Provided by: SHIRLEY KALLIO, ROCKFORD, MI
Reading Bill McKibben’s article in Rolling Stone, “Global Warming’s Terrifying New Math,” was a life-altering experience for me. I have long been an environmentalist and activist, and was early to accept the reality of global warming and humanity’s responsibility for it. I am also a political activist, and I have bitten my lip many a time when climate change did not get acknowledged in the political dialogue at the local and state level, presumably out of fear of lost votes from the climate denial crowd.
But the utter clarity with which McKibben laid out the “physics” of the situation, and the undeniable urgency of abrupt and dramatic action was galvanizing. For me there was no longer any justification whatsoever for being politically discreet about the reality of climate change and that we were quickly running out of time to effectively address it. Climate change has become my life’s top priority, eclipsing every other issue.
And so I have considered it my duty to speak openly of my concern and to actively seek opportunities to do all that I can to encourage others to do so as well, restlessly seeking ways to optimize my contribution to addressing its reversal and mitigating its effect. I furiously object to the idea that “adaptation,” in Rex Tillerson’s words, is the solution.
The climate crisis touches my home and family very personally. We have tended and treasured for 30 years the passive solar house in which we have lived, and lovingly cultivated a landscape surrounded by woodland in what I call cooperative living with nature, intruding minimally and gently, weeding rather than poisoning, tolerating the inconveniences of wildlife – while enjoying it, stewarding our share of this earth until our son could one day raise his own children here.
Now the prospect of fracking looms less than a third of a mile from our home, on an acreage that abuts three neighborhoods, including our own. And I am terrified that, not only my child and my future grandchildren will confront a future on a barely habitable planet, but that we may also confront – and even more immediately — the personal risk of contaminated well water, degraded air quality in our old age, a transformation of our beautiful rural community, and a seriously depressed home property value, our single significant asset after a lifetime of work.

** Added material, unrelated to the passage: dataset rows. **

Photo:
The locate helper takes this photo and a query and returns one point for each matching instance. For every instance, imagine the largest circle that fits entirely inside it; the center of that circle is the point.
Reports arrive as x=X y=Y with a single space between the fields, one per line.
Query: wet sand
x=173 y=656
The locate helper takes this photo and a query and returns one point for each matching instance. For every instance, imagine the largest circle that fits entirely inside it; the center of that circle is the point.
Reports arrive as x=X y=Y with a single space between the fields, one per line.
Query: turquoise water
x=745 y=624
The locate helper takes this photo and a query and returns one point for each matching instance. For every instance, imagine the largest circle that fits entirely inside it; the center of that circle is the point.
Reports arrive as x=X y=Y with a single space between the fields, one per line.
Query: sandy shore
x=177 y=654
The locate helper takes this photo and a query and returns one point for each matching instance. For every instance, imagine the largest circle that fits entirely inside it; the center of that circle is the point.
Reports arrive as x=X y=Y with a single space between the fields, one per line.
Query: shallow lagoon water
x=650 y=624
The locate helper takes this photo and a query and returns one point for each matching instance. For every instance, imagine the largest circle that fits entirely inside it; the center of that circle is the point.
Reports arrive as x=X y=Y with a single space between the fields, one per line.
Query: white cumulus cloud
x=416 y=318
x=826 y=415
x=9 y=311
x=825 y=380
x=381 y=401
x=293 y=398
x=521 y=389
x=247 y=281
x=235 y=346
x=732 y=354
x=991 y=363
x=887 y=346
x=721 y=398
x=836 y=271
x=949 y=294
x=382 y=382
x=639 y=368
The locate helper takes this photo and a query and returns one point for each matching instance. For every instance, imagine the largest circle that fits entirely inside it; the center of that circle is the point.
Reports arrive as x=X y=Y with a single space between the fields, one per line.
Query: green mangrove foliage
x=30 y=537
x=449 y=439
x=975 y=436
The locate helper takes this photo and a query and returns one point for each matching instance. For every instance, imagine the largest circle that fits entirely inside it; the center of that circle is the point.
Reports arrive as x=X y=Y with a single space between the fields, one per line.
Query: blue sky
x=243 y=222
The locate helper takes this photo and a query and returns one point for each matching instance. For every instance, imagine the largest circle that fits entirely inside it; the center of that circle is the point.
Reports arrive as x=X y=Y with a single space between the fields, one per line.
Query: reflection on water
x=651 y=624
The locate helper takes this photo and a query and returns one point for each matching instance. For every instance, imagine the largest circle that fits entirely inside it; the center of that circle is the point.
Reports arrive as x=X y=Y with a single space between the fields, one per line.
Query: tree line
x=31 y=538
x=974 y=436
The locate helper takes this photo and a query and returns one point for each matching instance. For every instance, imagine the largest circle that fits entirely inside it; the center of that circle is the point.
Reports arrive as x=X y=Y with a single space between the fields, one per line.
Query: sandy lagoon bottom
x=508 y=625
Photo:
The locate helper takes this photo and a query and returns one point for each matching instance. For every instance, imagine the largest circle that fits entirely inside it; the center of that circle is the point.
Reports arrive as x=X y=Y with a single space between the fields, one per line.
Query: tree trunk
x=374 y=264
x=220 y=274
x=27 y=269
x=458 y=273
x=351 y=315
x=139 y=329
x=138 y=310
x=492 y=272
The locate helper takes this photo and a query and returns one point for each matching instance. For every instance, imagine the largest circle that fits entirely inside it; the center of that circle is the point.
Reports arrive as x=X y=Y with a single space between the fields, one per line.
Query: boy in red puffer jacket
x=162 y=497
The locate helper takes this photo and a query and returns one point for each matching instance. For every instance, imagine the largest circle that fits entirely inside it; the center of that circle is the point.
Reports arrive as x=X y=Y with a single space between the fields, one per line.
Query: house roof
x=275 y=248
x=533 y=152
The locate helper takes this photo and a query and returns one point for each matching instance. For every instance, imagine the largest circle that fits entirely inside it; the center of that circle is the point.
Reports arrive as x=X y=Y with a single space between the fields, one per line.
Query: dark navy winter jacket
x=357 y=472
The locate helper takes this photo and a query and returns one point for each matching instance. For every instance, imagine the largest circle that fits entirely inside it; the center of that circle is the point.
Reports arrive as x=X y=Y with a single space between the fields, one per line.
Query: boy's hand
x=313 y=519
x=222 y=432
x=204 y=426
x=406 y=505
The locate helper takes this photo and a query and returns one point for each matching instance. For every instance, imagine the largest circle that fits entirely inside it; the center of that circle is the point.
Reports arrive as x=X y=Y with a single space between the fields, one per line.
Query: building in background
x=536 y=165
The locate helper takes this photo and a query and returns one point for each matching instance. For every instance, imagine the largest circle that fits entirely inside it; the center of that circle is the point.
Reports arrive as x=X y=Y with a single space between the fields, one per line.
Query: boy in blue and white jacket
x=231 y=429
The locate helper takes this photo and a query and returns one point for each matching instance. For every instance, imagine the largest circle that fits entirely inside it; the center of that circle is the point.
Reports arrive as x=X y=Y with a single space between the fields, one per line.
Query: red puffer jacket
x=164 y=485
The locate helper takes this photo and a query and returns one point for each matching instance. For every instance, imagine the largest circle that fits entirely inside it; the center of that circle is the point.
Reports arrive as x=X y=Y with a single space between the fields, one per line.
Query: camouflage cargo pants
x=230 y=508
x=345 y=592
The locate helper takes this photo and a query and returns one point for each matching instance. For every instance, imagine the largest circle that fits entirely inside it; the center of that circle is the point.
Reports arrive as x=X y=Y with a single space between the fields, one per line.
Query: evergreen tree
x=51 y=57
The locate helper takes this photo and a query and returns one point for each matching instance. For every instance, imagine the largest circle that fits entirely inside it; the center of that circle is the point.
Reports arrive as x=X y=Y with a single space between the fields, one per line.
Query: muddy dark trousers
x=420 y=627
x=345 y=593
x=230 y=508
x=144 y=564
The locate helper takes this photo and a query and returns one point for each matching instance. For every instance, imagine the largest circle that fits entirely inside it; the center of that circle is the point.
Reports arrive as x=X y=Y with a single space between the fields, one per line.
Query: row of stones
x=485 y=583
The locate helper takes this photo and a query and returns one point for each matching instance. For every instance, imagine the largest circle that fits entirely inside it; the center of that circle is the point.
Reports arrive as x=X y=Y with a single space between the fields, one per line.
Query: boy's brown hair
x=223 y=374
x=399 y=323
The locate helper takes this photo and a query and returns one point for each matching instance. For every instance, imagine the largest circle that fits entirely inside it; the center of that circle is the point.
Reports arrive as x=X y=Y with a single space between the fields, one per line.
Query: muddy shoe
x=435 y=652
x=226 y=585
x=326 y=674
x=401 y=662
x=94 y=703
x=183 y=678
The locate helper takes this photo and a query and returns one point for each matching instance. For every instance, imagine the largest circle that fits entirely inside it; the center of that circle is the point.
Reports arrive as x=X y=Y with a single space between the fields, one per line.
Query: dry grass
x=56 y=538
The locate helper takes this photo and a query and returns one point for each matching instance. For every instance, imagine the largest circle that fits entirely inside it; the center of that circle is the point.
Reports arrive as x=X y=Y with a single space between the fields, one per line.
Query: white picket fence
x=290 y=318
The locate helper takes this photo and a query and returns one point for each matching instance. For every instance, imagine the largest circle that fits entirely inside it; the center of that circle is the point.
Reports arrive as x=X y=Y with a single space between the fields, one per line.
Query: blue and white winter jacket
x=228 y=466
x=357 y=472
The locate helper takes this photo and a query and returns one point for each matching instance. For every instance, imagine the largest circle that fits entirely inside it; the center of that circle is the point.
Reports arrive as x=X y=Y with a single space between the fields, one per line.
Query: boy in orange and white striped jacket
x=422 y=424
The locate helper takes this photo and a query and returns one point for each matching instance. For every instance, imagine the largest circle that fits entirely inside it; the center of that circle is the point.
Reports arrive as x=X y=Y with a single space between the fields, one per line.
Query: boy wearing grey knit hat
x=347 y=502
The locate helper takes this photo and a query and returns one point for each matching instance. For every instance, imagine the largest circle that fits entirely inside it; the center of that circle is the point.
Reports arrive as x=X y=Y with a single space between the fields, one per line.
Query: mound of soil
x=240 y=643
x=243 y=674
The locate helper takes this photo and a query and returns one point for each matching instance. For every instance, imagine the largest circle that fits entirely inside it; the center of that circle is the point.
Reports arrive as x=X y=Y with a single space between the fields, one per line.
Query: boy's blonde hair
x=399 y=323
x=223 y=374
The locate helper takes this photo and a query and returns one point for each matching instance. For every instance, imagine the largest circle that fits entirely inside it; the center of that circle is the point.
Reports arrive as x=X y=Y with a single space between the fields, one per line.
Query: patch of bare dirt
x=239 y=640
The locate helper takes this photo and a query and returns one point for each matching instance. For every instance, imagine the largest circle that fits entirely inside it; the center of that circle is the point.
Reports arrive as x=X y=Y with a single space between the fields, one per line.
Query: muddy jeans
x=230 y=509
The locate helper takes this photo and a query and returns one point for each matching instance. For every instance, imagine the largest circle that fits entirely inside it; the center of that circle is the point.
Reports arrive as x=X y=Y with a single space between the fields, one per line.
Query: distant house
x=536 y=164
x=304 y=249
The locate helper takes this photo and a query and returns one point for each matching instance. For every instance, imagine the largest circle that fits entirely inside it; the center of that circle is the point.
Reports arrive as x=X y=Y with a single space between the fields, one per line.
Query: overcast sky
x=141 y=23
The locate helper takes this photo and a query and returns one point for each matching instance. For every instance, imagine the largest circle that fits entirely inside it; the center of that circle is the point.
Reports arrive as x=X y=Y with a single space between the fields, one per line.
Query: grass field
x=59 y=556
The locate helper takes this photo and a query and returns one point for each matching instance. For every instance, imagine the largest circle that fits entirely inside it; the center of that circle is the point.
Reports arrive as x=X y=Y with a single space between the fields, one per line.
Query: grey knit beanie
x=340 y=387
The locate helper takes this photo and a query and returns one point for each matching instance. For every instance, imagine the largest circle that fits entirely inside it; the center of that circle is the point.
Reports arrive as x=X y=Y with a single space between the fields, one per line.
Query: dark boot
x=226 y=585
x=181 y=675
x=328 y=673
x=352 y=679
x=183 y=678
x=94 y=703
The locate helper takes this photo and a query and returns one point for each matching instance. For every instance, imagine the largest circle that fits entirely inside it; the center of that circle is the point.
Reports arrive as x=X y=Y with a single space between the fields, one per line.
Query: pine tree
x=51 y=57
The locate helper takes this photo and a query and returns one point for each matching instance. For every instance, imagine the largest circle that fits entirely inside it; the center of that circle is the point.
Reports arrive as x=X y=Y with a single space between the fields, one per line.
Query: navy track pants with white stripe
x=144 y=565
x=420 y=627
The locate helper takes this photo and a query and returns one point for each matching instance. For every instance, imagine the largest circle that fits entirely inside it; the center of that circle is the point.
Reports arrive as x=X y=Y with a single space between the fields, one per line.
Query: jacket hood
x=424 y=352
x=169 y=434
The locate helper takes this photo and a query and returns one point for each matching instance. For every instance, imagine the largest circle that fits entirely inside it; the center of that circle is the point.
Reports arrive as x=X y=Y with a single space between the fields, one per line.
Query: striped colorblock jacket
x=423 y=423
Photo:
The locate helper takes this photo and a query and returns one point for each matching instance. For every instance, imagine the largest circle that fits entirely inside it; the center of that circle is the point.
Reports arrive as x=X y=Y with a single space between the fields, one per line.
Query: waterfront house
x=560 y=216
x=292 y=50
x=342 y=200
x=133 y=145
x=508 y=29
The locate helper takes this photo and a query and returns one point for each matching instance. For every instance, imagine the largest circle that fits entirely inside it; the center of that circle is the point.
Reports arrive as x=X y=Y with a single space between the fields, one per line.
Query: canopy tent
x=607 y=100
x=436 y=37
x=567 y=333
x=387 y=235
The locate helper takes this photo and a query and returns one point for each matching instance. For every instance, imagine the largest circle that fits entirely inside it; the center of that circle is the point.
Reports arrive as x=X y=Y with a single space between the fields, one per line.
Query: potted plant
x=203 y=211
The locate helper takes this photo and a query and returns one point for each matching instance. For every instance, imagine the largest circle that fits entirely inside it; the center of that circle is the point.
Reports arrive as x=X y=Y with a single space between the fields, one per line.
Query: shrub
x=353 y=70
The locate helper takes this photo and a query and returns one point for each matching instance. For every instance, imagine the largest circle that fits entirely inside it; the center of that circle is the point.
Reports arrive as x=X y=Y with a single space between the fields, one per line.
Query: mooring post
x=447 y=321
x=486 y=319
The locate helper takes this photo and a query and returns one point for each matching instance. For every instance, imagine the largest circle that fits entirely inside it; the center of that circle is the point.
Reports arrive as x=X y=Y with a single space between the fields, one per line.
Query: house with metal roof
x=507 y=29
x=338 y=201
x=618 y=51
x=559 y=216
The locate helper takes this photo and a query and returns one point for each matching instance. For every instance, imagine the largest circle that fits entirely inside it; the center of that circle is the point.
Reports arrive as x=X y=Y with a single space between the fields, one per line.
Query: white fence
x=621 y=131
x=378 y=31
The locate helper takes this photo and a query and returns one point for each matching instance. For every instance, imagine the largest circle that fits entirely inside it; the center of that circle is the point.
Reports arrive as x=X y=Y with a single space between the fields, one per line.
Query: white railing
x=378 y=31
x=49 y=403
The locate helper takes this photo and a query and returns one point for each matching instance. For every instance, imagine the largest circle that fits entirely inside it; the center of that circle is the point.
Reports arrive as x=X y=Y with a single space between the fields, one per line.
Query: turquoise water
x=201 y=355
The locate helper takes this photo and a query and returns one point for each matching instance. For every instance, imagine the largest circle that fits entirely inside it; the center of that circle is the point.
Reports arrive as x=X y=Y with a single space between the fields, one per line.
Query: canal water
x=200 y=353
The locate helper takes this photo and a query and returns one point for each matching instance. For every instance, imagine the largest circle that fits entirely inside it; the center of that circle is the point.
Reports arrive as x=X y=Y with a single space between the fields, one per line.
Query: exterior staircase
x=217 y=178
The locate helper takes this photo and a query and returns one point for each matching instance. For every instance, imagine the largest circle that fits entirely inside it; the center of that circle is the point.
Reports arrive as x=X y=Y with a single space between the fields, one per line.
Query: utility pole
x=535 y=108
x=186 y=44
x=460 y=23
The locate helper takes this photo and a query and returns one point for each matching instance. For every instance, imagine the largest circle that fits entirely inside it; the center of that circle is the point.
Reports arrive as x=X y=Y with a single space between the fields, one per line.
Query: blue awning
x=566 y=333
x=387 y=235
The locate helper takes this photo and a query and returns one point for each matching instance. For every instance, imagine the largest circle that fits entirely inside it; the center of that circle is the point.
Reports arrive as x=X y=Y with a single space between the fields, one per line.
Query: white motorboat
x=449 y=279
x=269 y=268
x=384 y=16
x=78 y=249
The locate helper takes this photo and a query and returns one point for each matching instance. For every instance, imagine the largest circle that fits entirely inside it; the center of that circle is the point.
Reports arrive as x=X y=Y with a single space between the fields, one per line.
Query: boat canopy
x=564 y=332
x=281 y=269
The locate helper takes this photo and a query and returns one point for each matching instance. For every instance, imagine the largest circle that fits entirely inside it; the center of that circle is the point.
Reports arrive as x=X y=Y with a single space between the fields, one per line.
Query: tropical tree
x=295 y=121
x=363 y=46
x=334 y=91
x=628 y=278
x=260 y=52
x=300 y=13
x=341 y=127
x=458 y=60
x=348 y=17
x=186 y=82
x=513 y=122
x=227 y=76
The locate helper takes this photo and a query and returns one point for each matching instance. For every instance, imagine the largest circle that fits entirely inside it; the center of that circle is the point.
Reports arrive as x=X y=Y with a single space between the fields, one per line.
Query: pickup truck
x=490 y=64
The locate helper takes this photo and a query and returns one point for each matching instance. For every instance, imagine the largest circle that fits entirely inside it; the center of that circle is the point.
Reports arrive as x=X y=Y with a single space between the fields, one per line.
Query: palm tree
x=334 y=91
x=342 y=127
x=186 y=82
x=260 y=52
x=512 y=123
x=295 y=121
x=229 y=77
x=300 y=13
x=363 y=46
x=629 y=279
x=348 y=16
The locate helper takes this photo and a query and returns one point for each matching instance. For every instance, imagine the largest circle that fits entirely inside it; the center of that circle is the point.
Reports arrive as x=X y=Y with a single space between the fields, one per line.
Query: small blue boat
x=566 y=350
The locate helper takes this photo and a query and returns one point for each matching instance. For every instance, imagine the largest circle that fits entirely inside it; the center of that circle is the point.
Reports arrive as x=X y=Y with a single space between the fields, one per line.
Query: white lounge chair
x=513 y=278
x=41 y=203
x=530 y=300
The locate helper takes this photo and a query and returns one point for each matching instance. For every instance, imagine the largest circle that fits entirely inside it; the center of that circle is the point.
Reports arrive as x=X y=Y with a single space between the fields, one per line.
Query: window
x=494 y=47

I have never been able to see myself as a participant in civil disobedience, but I do now give serious thought to the possibility of standing in a human barricade to caravans of delivery trucks to a fracking site. For far too long, when it was other people, in other places falling prey to the power of the fossil fuel industry – coal and the people of Appalachia, for instance – the rest of us have stood by and watched, sympathetic but willing to tolerate. Now we are all living in the sacrifice zone. And unless we can find the will to resist, we will continue to be sacrificed.